Without giving away your secret sauce, what are your approaches to the cleaning ...

autoencoders · on Nov 20, 2021

The audio is edited in several phases. It uses different algorithms, but most of them are deep learning based. It is surely overengineered, but as a Data Scientist, ML is the most fun part for me.

nmstoker · on Nov 20, 2021

How is the latency and, if it's sufficiently low, could this realistically be applied to "nearly live" content?

That scenario seems really appealing for conferences, even if it just quietens down the verbal ticks, but I'm guessing if the lag is too great it would get like a bad lip sync issue

pokot0 · on Nov 20, 2021

How does real time makes sense in the first place for an algorithm that gets 1 minute of audio and gives you back 50s? You are gonna have to fill the gaps anyway with something not meaningful.

nmstoker · on Nov 21, 2021

An awareness of your point was precisely why I mentioned "quietening down verbal ticks" (ie 1 minutes gives you back 1 minute but with the ticks removed/muffled)

To me this seems like it could be worthwhile even if it results in silence or less prominent umms and other filler - I've sat through enough conference talks by technically gifted people who I very much wanted to hear but who unfortunately make their talks much harder to follow due to the ticks. It might even help relax some nervous speakers if they knew any of these that creep in were being suppressed.

pokot0 · on Nov 22, 2021

I understand now. Very niche, but I applaud the effort to give voice to people who have something to say, instead of those who know how to talk in public.

staticautomatic · on Nov 20, 2021

Silence is meaningful, but pretty awkward when not deliberate!

laumars · on Nov 20, 2021

Tools like this are designed to remove awkward silences.

What it sounds like the GP is after is something more like hiss and pop removal (to use an only vinyl analogy) and that’s a different and also simpler problem to solve. I’d wager there are already tools on the market for that.

pokot0 · on Nov 20, 2021

Very insightful :). Now I need an AI to tell me when silence is deliberate or not. :)

autoencoders · on Nov 20, 2021

It would be a huge engineering endeavour, which I wouldn't be capable of doing. That said, things like background noise and some sounds can be removed. See Krisp.ai

Fogest · on Nov 20, 2021

Nvidia RTX voice does similar. It's pretty similar to other technology though where it focuses more on removing background noise. It actually works very well. It would definitely be interesting to see it also filter speech itself. But I feel like this would be hard to do without introducing extra latency. If someone is saying "umm" or some other filler before a word you kinda need to know what that word will be to determine if it's filler or not. So it almost can't be done without introducing latency as it would need some future speech to determine if filler or not.

pessimizer · on Nov 21, 2021

To do this, the speaker would have to wear an EEG cap. You're talking about cutting the mic before a verbal tic happens.

With an EEG cap, though, I bet a smart person familiar with the methods could bash something together in a day that would work.

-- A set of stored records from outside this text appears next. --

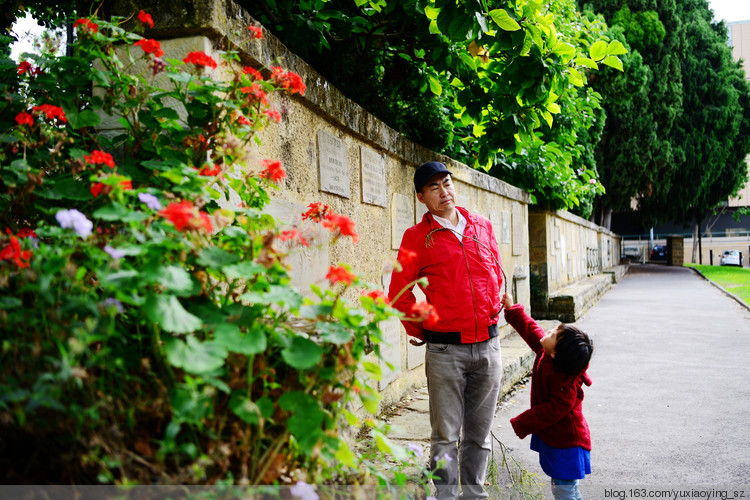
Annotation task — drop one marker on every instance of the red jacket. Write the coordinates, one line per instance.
(556, 397)
(465, 279)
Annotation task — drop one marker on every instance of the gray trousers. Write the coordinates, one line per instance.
(463, 382)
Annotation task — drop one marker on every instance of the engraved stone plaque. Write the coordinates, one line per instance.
(402, 218)
(506, 228)
(518, 229)
(333, 165)
(372, 173)
(390, 349)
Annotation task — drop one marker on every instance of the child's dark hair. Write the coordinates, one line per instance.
(573, 350)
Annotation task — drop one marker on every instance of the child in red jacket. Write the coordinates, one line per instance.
(559, 432)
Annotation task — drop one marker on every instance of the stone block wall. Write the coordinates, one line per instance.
(567, 252)
(336, 153)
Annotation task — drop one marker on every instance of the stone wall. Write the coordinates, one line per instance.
(568, 256)
(336, 153)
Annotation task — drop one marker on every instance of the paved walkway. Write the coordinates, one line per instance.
(669, 406)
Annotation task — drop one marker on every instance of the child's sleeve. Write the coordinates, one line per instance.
(548, 413)
(527, 328)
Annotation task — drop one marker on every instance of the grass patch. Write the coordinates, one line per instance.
(735, 280)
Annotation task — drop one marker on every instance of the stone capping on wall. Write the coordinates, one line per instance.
(224, 22)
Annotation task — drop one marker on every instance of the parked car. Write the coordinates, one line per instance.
(632, 253)
(731, 258)
(659, 252)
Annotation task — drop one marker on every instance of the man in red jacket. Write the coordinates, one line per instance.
(457, 252)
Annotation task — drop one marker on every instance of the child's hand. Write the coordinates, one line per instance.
(507, 300)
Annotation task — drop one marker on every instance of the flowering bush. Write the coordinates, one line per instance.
(150, 333)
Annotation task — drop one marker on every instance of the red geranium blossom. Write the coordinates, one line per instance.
(200, 59)
(340, 274)
(150, 46)
(23, 67)
(24, 118)
(344, 225)
(87, 24)
(254, 73)
(52, 112)
(183, 215)
(273, 115)
(100, 158)
(146, 19)
(273, 171)
(13, 252)
(317, 212)
(255, 93)
(423, 311)
(287, 80)
(377, 295)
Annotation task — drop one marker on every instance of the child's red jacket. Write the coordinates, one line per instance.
(556, 397)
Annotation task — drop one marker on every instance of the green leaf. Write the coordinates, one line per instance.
(216, 257)
(168, 313)
(302, 353)
(598, 50)
(194, 356)
(231, 337)
(613, 62)
(502, 19)
(585, 61)
(616, 48)
(335, 333)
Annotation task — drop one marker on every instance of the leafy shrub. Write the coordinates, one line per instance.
(150, 333)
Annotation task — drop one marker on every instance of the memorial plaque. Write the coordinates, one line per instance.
(518, 229)
(372, 173)
(402, 218)
(333, 165)
(506, 228)
(390, 349)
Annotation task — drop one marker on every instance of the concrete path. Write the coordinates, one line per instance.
(669, 408)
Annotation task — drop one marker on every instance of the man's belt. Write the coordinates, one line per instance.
(431, 337)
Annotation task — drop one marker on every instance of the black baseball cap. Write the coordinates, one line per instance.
(425, 172)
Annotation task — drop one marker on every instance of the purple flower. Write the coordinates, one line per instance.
(150, 200)
(418, 452)
(76, 220)
(114, 253)
(304, 491)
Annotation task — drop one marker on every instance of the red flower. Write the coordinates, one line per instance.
(255, 94)
(317, 212)
(183, 215)
(273, 115)
(100, 158)
(24, 118)
(273, 171)
(52, 112)
(23, 67)
(287, 80)
(254, 73)
(340, 274)
(344, 225)
(14, 253)
(87, 24)
(146, 19)
(423, 311)
(150, 46)
(97, 188)
(377, 295)
(200, 59)
(210, 172)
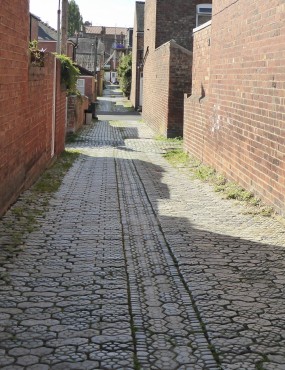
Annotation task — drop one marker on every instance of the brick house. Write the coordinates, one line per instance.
(32, 106)
(137, 55)
(167, 69)
(47, 36)
(234, 118)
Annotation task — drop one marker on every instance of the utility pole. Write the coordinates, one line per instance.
(64, 25)
(95, 55)
(58, 47)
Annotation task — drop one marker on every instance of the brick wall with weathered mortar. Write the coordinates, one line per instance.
(239, 126)
(163, 88)
(26, 98)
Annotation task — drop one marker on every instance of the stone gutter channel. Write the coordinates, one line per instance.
(137, 266)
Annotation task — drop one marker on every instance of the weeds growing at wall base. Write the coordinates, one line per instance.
(23, 217)
(228, 189)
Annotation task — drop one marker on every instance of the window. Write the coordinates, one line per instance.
(203, 14)
(81, 86)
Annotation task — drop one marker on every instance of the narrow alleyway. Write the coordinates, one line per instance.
(137, 266)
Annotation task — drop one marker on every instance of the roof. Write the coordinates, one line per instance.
(46, 32)
(85, 45)
(83, 71)
(140, 15)
(101, 30)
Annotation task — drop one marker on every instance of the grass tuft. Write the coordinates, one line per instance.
(229, 189)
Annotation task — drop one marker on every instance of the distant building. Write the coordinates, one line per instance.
(138, 53)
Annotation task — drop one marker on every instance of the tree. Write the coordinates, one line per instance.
(75, 21)
(125, 74)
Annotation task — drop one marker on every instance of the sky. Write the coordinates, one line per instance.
(108, 13)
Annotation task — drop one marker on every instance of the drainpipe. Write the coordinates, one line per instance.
(53, 111)
(64, 25)
(58, 47)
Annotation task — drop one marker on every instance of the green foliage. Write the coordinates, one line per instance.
(229, 189)
(37, 56)
(125, 73)
(75, 21)
(69, 73)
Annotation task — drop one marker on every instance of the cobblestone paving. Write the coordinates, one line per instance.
(136, 266)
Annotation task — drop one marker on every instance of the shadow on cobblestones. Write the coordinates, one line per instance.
(136, 266)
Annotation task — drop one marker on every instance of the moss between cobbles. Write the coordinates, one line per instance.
(228, 189)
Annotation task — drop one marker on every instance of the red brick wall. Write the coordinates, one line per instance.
(167, 74)
(176, 20)
(25, 106)
(167, 77)
(196, 116)
(155, 89)
(242, 131)
(137, 57)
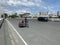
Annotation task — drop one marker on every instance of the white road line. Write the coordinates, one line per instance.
(12, 40)
(17, 33)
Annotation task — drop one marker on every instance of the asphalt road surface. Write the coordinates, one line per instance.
(39, 33)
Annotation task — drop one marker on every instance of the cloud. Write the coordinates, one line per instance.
(25, 3)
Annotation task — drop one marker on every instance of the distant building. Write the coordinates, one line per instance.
(25, 15)
(43, 14)
(58, 13)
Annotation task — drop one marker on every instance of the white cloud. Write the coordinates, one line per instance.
(24, 2)
(23, 11)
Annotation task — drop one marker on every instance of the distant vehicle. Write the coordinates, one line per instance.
(43, 19)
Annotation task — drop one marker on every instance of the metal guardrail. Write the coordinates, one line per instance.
(16, 38)
(2, 23)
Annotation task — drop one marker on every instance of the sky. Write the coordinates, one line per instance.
(29, 6)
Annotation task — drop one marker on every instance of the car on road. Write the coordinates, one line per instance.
(43, 19)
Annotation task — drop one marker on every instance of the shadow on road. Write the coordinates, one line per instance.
(2, 23)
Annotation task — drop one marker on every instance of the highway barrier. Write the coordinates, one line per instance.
(16, 38)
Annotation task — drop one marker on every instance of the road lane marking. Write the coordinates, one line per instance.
(17, 33)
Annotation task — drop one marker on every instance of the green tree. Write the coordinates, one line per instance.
(5, 15)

autoencoders · on Nov 21, 2021

True. You don't even need a full CAP. Just some channels in the visual cortex. (With more advanced AI) So you would just need to hear a headband or one of those EEG which look more elegant.

qmmmur · on Nov 20, 2021

Izotope plugins already do some of these things but not all. In particular their de-clicking algorithm is pretty good but definitely not automatic or low latency.

qmmmur · on Nov 20, 2021

Do you do any audio segmentation to remove the filler words and such?

jwuphysics · on Nov 20, 2021

Based on the OP's username, surely one of the deep learning algorithms is a denoising autoencoder, right?